Preheat your Oklahoma Joe's Judge Charcoal Grill to 400 degrees F for indirect cooking. Tip: Bring the coal basket up to the highest setting!
Take your pizza dough and divide into 3”x3” segments.
Add a cube of soft cheddar cheese to the dough and roll into a ball. Repeat this until you have 18-20 balls.
Next, take a greased skillet and line the outside with the dough balls.
Add to the middle your buffalo sauce and the cream cheese.
Place the skillet in the smoker to cook for 15 minutes at 400 degrees F. Make sure to rotate the skillet around every 5 minutes to get even cooking.
Pull the skillet out and mix up the buffalo sauce and cream cheese.
Add to the sauce your chicken, half the cheese, half the blue cheese, half the ranch seasoning, and half the red onions.

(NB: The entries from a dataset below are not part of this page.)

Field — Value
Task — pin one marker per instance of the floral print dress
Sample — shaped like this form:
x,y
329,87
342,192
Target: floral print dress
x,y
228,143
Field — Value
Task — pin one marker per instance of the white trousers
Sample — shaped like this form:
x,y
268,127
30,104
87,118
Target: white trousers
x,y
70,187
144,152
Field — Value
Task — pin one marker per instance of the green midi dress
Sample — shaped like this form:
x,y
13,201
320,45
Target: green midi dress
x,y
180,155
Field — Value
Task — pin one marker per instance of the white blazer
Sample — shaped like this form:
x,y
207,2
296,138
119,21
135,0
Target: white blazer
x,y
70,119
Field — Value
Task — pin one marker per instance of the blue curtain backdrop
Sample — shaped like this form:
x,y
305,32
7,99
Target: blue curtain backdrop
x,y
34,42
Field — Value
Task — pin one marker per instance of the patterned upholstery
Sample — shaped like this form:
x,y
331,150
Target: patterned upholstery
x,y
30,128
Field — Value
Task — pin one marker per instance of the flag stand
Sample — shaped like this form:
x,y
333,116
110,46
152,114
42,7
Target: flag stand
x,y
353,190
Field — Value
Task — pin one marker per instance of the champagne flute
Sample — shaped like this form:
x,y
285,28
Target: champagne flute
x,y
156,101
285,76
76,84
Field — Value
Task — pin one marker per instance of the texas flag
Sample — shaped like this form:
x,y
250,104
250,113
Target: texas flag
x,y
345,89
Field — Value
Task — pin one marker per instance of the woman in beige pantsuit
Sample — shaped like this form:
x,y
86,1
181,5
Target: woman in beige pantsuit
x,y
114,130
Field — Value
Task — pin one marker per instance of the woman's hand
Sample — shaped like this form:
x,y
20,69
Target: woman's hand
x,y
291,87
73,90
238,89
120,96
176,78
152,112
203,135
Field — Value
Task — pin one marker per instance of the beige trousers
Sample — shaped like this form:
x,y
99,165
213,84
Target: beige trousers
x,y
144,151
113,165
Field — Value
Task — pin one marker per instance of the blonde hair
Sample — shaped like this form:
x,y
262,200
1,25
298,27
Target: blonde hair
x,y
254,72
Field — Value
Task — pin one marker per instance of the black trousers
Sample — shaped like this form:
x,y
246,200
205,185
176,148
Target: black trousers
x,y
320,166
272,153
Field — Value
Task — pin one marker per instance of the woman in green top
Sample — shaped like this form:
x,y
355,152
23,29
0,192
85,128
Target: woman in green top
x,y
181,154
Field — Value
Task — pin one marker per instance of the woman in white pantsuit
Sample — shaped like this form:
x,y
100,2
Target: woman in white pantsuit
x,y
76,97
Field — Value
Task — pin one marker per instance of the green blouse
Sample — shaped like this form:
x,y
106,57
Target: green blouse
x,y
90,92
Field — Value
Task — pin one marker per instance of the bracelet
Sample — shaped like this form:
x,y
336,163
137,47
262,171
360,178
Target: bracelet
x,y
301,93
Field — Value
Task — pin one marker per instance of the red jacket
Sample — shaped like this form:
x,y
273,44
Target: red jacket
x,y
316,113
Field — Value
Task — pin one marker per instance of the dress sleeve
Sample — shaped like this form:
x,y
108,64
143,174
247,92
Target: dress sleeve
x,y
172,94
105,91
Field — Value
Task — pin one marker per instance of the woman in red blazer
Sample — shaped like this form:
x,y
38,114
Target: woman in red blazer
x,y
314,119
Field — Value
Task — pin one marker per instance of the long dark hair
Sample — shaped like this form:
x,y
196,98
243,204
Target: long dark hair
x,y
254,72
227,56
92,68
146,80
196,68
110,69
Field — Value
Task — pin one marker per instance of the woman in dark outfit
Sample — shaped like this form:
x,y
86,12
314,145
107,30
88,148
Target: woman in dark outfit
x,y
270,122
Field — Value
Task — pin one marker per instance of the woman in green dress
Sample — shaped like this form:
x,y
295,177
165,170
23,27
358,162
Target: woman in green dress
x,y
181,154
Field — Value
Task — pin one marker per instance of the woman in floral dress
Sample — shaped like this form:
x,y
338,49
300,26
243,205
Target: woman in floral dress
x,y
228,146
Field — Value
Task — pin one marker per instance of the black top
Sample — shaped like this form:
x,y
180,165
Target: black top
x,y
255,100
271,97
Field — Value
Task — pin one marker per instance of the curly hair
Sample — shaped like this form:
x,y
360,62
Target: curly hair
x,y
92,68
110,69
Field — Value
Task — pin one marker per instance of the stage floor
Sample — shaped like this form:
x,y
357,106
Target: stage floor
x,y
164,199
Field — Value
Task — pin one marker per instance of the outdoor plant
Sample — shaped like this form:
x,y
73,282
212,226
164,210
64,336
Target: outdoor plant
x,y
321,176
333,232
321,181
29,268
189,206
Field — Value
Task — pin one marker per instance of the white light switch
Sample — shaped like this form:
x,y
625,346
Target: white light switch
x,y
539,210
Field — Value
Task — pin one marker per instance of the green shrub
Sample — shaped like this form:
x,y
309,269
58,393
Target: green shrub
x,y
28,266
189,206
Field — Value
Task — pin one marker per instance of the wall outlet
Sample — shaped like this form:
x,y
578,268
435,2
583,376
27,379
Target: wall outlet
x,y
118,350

Mix thoroughly.
Finally, top the sauce with the rest of your cheese, blue cheese, diced red onions, and all the sliced jalapenos.
Mix together the water, egg and melted butter. Brush the top of the dough with the egg wash and season with the rest of the ranch seasoning.
Place the skillet in the smoker to cook for 15 minutes at 400 degrees F. Make sure to rotate the skillet around every 5 minutes to get even cooking.
Once the dough is cooked through and browned, pull out the skillet and let cool for 5-10 minutes. Garnish with chopped chives and enjoy!